By several accounts, Vinci had passed Silverstein a few of his antidepressant pills in a benevolent gesture. A friend told police Vinci once said Pileggi "blames me 100 percent" for the sister's death.
Vinci was cavalier about his health. In recent years, friends say, he would swallow handfuls of prescription pills — friends recall Valium, Wellbutrin, maybe others — to help him relax. He'd eat anything without discrimination.
In early 2011, he ended up in Broward General Medical Center for a few days with intestinal problems. It appeared that his hard-drinking life was taking a toll on him. But he also mentioned that his meals had tasted funny for a while. His buddy Leipsig joked that maybe Pileggi was poisoning his food.
Vinci laughed it off. But after that, he started asking other people to make his drinks. The night before his death, he mentioned to Leipsig that his passport and one of his guns were missing.

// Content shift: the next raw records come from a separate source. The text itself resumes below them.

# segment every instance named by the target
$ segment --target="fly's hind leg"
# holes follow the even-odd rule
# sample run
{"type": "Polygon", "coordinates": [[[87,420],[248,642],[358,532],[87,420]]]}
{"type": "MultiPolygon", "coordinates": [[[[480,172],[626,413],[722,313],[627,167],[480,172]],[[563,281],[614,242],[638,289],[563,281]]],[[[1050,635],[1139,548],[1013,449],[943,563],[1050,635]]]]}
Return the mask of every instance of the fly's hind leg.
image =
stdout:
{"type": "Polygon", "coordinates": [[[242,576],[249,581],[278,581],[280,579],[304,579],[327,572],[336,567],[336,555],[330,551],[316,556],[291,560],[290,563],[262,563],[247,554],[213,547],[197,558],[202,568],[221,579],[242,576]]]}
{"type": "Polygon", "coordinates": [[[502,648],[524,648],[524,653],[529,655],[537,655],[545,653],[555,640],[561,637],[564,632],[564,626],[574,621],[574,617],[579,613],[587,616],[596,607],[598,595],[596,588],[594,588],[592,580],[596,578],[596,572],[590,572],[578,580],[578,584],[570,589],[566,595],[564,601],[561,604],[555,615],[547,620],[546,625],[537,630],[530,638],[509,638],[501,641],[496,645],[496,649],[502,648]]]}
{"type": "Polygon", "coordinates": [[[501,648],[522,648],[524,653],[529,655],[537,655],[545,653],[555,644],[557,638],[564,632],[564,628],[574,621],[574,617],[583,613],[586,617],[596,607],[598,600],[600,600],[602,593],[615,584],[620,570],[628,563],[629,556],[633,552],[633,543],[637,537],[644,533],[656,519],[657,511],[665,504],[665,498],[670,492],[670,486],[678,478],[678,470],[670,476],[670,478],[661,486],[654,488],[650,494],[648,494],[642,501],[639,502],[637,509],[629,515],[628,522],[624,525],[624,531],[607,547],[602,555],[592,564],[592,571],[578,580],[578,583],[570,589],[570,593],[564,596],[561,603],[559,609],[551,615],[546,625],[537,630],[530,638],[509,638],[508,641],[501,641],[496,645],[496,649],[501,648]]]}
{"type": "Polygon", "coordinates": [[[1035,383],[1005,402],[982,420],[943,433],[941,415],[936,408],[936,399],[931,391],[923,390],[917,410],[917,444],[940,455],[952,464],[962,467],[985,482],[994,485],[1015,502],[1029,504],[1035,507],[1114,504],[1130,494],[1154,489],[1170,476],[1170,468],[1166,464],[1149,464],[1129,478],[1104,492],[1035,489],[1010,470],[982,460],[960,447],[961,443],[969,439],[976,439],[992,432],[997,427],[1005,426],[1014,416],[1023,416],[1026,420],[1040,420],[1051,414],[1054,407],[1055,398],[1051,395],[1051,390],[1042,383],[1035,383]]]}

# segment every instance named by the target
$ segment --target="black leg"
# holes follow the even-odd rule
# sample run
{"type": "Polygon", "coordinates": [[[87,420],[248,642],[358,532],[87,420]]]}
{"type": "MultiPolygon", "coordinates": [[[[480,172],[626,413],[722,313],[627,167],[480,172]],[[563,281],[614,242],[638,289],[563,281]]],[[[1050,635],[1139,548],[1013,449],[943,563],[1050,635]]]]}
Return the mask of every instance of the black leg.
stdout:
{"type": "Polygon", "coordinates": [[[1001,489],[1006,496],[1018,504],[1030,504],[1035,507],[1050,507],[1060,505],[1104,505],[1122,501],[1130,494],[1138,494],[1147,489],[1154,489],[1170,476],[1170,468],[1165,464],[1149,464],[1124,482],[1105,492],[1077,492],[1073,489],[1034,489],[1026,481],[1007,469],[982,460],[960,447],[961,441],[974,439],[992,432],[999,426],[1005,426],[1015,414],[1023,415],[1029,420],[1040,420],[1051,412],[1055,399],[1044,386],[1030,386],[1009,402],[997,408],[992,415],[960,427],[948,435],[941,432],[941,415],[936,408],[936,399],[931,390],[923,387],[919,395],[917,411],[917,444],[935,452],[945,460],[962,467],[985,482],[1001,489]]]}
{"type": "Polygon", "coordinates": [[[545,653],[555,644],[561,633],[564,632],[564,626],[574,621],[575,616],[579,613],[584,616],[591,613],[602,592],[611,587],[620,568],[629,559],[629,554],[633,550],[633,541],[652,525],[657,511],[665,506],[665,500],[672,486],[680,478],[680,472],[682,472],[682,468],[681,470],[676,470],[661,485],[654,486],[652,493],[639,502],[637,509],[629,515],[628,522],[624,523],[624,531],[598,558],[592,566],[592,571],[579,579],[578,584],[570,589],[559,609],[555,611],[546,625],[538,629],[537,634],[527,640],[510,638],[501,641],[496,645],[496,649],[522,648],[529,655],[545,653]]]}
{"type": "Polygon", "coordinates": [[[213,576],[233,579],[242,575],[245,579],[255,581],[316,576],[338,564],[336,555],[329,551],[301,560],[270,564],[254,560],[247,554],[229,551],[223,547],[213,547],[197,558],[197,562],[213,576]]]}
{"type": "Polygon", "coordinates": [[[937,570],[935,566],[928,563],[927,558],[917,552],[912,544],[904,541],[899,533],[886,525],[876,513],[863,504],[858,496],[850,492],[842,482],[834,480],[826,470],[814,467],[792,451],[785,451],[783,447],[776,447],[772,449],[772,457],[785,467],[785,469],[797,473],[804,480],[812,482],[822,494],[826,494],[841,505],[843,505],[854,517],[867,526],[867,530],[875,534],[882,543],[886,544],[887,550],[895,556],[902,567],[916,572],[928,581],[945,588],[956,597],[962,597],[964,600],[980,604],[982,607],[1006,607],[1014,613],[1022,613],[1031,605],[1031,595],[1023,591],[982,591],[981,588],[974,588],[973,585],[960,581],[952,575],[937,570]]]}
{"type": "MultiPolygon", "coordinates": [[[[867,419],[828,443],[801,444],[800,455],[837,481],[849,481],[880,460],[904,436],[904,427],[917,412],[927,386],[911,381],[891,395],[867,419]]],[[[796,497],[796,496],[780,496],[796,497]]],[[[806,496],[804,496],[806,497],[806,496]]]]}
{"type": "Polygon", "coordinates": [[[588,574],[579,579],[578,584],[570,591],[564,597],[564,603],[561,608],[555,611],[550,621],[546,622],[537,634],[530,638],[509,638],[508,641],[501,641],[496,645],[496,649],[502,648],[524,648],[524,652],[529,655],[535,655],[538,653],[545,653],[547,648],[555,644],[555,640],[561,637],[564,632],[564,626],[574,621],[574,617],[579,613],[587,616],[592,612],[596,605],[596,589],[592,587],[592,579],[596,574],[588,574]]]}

Gordon recalls Vinci saying occasionally that he was getting on in years and thinking about other women. But it appears that he never cheated on Pileggi. Although their own relationship had dried up — not only did they sleep in separate beds but in separate buildings — he never let her go. Toward the end, though, he tried.
Ten days before the murder, Gordon says, he flew with Vinci, Pileggi, and Tom Gonzales' boat captain to the Bahamas. They left Vinci and the boat captain on the island, and Gordon flew back alone with Pileggi.
Gordon says Vinci wanted to see other women but didn't have the heart to leave Pileggi — so he asked Gordon to break up with her as a proxy. As Gordon piloted the Sirius airplane back over the Atlantic, he told Pileggi of Vinci's offer: Vinci would pay her a million dollars and let her stay at the condo until he sold it, but he wanted to end the relationship.
Gordon says she told him, "I'm not interested," and they dropped the subject for the rest of the flight.
The Crestron system finally seems to be working. On a Monday afternoon in March, Gordon opened the front door, then turned to the control panel to find a pop radio station for his teenaged daughters, who, like his wife, were dressed in poolside attire. He was still coming to the house four or five times a week — just as he did before his friend Vinci died. He settled down behind the large, wooden desk in Vinci's office, where he took a call about selling the house on behalf of Vinci's son. Outside a back window, a young woman in an orange bikini drifted past on a paddleboard. "That's why I like this place," said Gordon, gesturing in her direction.
The medical examiner has ruled Vinci's death a homicide, citing the bullet and stab wounds — rather than blunt trauma from a fall down the stairs — as the cause. Neighbors across the street reported hearing gunshots on the evening in question a couple of hours before Silva got the call to bring a U-Haul. Police say they found a gun with Pileggi's fingerprints on the magazine along with bloody items in the trunk of a Bentley in the garage. The gun matched the bullet that had wounded Vinci.
Yet, as Pileggi's case moves toward a trial, details are not as conclusive as they might seem. How would Pileggi have wrapped Vinci's 200-pound body in plastic, put it in a bag, and moved it to the back bedroom alone? A woman who had been walking her dog past the house around 5 o'clock on the morning of the incident told police she saw a white pickup truck with a small trailer pull into the driveway, a detail that no one else has mentioned.
Kerry Vinci, who works in the construction industry in San Diego, would not comment for this article, nor would a probate attorney handling Vinci's estate. Without their input, it's hard to predict what will become of the fortune Ron Vinci built out of that first motorcycle shop in San Diego. Although Pileggi mentioned to friends that Vinci had finally trusted her to open a joint bank account, he never gave any indication to his friends that he had provided for her in his will.